Plyometric group: Patients in this group (n=19; 10 at final follow-up) underwent a 6-week plyometric training program (Miller et al.). Supervised training sessions occurred 2 days per week for a total of 6 weeks, and was characterized by jumping and hopping in different directions either using or not using barriers as obstacles. Jumps and hops could be performed either on one or two legs. Volume was set at 90 to 140 foot contacts per session, and intensity was increased for the first 5 weeks, and remained constant thereafter. Intensity and volume was established based on the Piper and Erdmann recommendations. Mean age = 25.4 +/- 4.3 years; 4 females, 6 males.
Resistive group: Patients in this group (n=17; 12 at final follow-up) underwent a resistive training program, consisting of manual resistive exercises for dorsiflexion, plantarflexion, eversion and inversion. Manual resistance was applied for 3-5 seconds, for 10 repetitions in each cardinal plane. Mean age = 27.1 +/- 4.4 years; 7 females, 5 males.
Four validated functional tests: i) Subjects walked down a flight of stairs to determine functional instability; ii) Subjects were required to rise on the heel using one leg (heel fatigue); iii) Subjects were required to rise on the toes using one leg (plantarflexor fatigue); iv) subjects were required to balance on one leg with the opposite knee flexed at 90 degrees. Muscle strength was assessed using the Biodex System 3 Dynamometer and Biodex Advantage Software Package. Standard open kinetic chain isokinetic peak torque test protocol for ankle eversion/inversion was used; velocities of 30 deg/s and 120 deg/sec were tested.
Prospective Single-center RCT
Baseline and 6 week observations were made

What were the important findings?

  • Both groups significantly improved at the end of the 6-week intervention in all 4 functional tests (climbing down stairs, number of heel and toe raises, and single-limb stance tests) from baseline (all p<0.001).
  • The plyometric group displayed significantly greater improvements than the resistive group for all functional tests (p<0.05).
  • After 6 weeks, both the resistive exercise and plyometric groups had significantly increased peak torque for evertors and invertors compared to body weight at both 30 and 120 degrees/second, when compared to baseline (p<0.05).
  • There was no significant difference in the improvements in peak torque for evertors and invertors compared to body weight between groups (p>0.05).

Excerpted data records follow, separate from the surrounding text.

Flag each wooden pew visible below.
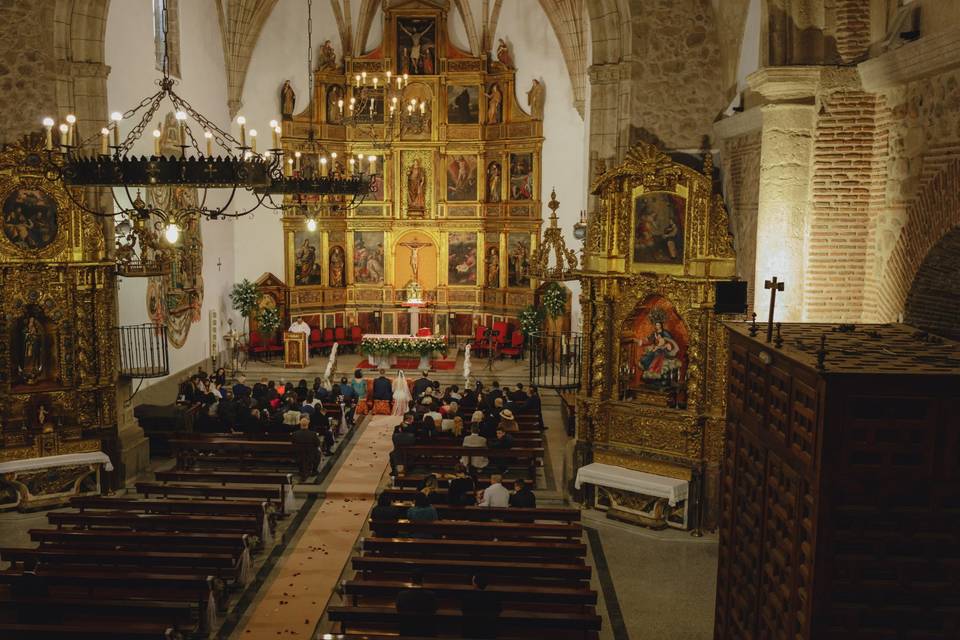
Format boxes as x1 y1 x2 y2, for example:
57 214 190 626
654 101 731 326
390 474 516 489
47 511 262 537
70 496 274 534
341 579 597 608
0 621 180 639
327 605 601 639
154 469 294 487
29 529 250 555
168 438 299 472
361 537 587 560
1 547 241 581
395 444 544 476
368 519 583 541
135 481 288 514
352 556 590 581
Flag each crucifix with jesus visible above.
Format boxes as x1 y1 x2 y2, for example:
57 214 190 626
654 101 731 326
764 276 784 343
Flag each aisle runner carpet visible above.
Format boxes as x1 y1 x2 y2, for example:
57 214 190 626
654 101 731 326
236 415 400 639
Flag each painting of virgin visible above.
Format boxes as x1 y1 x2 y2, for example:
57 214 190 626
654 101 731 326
397 17 436 75
353 231 384 284
447 155 477 201
633 192 685 264
620 295 688 391
448 232 477 285
3 188 58 250
294 231 322 285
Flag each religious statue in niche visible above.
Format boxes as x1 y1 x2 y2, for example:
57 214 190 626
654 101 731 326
620 296 688 394
406 158 427 214
353 231 384 284
397 17 435 75
448 232 477 286
485 244 500 288
447 85 479 124
327 85 344 124
329 245 346 288
633 191 685 264
485 83 503 124
507 233 531 287
3 187 58 250
526 78 545 120
280 80 296 119
318 39 338 71
509 153 534 200
294 231 322 285
17 309 47 385
486 161 502 202
447 155 477 201
496 38 514 68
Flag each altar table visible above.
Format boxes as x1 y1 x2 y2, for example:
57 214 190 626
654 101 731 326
0 451 113 511
575 462 690 529
361 334 447 370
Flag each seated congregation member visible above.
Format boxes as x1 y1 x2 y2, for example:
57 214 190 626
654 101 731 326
282 398 303 428
371 492 401 521
479 473 510 508
217 389 238 432
509 382 529 403
371 368 393 415
448 469 477 506
291 417 320 479
488 426 514 472
317 421 335 456
461 573 502 639
241 406 265 436
509 478 537 508
395 570 437 637
485 380 504 408
389 416 417 475
230 374 249 401
295 379 309 402
498 408 519 433
312 377 329 402
300 392 316 416
459 387 478 411
469 410 485 435
451 415 464 437
413 369 433 400
213 367 227 388
460 424 488 471
439 401 459 431
480 401 501 440
444 384 462 401
419 415 438 440
406 491 439 522
350 369 370 418
252 376 268 402
527 384 544 429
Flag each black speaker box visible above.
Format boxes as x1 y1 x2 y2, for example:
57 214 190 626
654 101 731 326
715 280 747 314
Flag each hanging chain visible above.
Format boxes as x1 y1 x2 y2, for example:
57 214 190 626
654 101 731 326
161 0 170 81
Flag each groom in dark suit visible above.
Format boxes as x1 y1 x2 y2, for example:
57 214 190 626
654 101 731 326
372 369 393 415
413 370 433 400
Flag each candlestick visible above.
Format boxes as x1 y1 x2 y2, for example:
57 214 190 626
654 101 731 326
269 119 279 147
373 77 378 89
403 73 409 86
285 158 293 177
320 157 328 177
100 128 109 155
361 71 367 85
236 115 246 147
203 131 213 156
111 112 122 147
348 157 355 175
65 114 76 147
43 117 54 150
294 151 301 172
337 99 344 114
396 76 402 90
420 101 426 114
249 129 257 153
152 129 161 156
386 71 392 85
58 123 68 150
355 74 361 88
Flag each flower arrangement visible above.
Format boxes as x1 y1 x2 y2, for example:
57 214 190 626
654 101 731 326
519 305 544 337
229 279 262 338
255 306 281 347
361 335 447 357
542 282 567 318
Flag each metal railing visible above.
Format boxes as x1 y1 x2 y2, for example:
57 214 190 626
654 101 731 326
529 331 582 390
116 323 170 379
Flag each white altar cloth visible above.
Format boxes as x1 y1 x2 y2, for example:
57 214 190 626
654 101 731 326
575 462 688 506
0 451 113 474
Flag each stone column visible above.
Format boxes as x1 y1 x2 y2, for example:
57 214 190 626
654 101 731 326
115 380 151 484
748 68 820 321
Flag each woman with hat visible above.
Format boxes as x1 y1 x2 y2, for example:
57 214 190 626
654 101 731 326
498 408 519 432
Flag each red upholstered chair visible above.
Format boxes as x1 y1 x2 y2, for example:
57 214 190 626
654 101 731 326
416 327 432 337
322 327 335 344
334 326 347 344
470 325 490 355
347 325 363 351
248 330 266 358
492 321 509 346
500 331 525 359
309 327 323 355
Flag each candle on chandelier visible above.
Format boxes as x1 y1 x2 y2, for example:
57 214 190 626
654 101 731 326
285 157 293 177
295 150 302 172
420 101 426 115
348 157 355 174
337 99 344 115
396 76 402 90
57 124 68 150
65 114 76 147
361 71 367 86
204 130 213 156
386 71 392 85
111 112 123 147
100 128 109 155
175 111 187 146
369 98 375 116
152 129 162 156
372 77 379 90
407 104 413 115
368 155 376 173
236 115 246 147
269 120 279 147
403 73 409 86
355 74 361 88
42 117 54 150
320 156 328 177
250 129 258 153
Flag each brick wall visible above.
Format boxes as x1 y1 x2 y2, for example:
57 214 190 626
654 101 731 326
904 226 960 339
835 0 871 63
721 131 762 313
805 90 887 322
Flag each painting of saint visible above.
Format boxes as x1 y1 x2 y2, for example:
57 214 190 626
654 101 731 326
446 155 477 201
353 231 384 284
329 245 346 288
507 233 530 287
326 85 344 124
448 232 477 286
397 17 435 75
620 296 688 391
3 188 58 250
294 231 322 285
485 83 503 124
485 245 500 288
406 157 427 213
486 161 501 203
509 153 534 201
447 85 480 124
633 192 685 264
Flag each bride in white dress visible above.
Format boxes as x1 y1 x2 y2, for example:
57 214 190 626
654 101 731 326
392 370 411 416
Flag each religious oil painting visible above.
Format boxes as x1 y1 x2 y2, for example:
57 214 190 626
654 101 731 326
293 230 323 286
509 153 534 200
486 161 502 203
633 191 685 264
396 17 436 75
353 231 385 285
447 85 480 124
3 188 58 250
507 232 531 287
446 155 478 201
448 232 477 286
620 295 689 392
485 232 501 288
328 245 346 288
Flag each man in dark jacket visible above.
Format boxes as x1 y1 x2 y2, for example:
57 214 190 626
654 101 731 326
396 570 437 636
412 370 433 400
291 417 320 479
509 478 537 508
232 374 251 401
461 573 501 638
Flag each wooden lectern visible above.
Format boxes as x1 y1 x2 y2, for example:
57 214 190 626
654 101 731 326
283 332 307 368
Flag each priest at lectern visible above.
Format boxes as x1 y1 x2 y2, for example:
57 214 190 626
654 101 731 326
288 317 312 364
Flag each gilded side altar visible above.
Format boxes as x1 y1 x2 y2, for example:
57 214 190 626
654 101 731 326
575 142 737 529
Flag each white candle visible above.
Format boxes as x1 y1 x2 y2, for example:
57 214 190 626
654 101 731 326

What should I remember most?

There was no significant differences in the peak torque of the ankle evertors or invertors; however, the overall functional performance following the plyometric training was significantly better than the resistance training.

How will this affect the care of my patients?

This study supports the use of plyometric training following acute ankle sprains. Muscle strength improvements were similar in both groups; however, functional performance was significantly improved in the plyometric group. The authors indicate that rehabilitation therapy took place 3 weeks following the injury.